Informed State Space Search

This short assignment will give you a bit of experience in developing heuristics for Algorithm A and A*.

1 The DOGCAT Game

DOGCAT is a simple word game that I leared from Jeff Shrager, who was my TA when I first taught an AI course in 1980. We used it for a Lisp programming assignment.

You are given two words with the same number of letters (we will be using 3 letter words) in each, e.g. DOG and CAT. Your goal is to transform the first wod into the second by replacing one letter at a time with any other letter as long as the result is a proper English word. For example, we could change DOG to FOG but not to GOG (not a proper English word) or to GOD (two letters were changed). Thus, one way of getting from DOG to CAT might be:

DOG => COG => COT => CAT

There are many ways to make most translations. Here is another way:

DOG => HOG => HOT => HAT => CAT

Some examples are very hard to do. Try changing WHY to ASK.

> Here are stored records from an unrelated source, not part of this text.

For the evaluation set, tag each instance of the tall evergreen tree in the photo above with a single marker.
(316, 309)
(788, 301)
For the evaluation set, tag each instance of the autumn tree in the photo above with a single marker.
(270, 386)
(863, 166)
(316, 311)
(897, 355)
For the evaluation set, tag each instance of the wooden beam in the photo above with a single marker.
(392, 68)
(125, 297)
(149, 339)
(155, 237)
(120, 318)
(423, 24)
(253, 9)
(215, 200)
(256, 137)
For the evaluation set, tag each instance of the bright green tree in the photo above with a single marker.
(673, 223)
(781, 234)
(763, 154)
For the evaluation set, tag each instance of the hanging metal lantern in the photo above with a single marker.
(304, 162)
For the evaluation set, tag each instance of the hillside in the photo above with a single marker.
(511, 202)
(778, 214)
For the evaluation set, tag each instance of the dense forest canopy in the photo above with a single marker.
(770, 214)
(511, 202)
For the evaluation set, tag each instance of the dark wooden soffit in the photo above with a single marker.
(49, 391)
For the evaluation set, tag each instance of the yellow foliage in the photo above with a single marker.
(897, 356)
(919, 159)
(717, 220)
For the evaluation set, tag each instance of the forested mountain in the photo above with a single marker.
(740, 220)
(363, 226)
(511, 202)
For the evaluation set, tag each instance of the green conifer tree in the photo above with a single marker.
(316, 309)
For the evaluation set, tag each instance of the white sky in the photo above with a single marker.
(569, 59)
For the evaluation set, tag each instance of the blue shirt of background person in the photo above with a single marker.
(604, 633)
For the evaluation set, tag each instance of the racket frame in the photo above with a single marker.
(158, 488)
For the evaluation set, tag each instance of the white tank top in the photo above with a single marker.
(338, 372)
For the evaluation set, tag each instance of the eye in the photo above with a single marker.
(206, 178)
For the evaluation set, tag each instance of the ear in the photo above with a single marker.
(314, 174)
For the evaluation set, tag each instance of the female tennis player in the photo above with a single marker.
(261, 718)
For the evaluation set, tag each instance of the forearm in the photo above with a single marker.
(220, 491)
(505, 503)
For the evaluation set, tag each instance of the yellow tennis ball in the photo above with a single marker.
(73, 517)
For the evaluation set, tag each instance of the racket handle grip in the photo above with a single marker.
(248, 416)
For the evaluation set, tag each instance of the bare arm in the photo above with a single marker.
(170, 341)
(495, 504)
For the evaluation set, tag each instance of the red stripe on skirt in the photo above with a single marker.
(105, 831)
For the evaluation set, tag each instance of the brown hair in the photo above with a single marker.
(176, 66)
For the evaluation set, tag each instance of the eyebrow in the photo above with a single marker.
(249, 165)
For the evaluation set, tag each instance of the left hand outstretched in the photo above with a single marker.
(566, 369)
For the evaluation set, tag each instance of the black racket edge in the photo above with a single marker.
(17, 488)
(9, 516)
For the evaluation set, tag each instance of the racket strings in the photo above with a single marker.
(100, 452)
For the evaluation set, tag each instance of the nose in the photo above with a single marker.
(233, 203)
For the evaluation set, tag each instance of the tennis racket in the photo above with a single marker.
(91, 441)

To make the problem more interesting, we will assume that there is a cost associated with using a letter as a replacement. The cost of replacing any letter of a word by A, E, I, L, N, O, R, S, T or U is 1, the cost of replacement by B, D, G, C, M, P, F, H, V, W or Y is 2 and the replacement cost for K, J, X, Q or Z is 4. For example, the following transformation has a total cost of 8:

DOG => JOG => JOT => COT => CAT

You can find a list of NNN three letter English words here.

2. What to do

Write a generic version of a DC class that solves instances of the dog_cat problem given an initial and final word using the aima code for astar search. If the initial and/or final words are not give, select them randomly from the universe of N letter words. Create subclasses DC1, DC2 and DC3 that use different Heuristic functions. DC1 should use a null heuristic, i.e. one that alwas returns zero. D2 should use a heuristic h2 that is admissable. D3 should use an admissable heuristic h3 that dominates h2.

3. An example

As an example, see simlar code for the eight puzzle: p8.py

What to hand in

Turn in your code for the two problems along with output showing them solving the standard problem for each.

Background reading

  • Python tutorial
  • Amarel, S. (1968). On representations of problems of reasoning about actions, Machine Intelligence.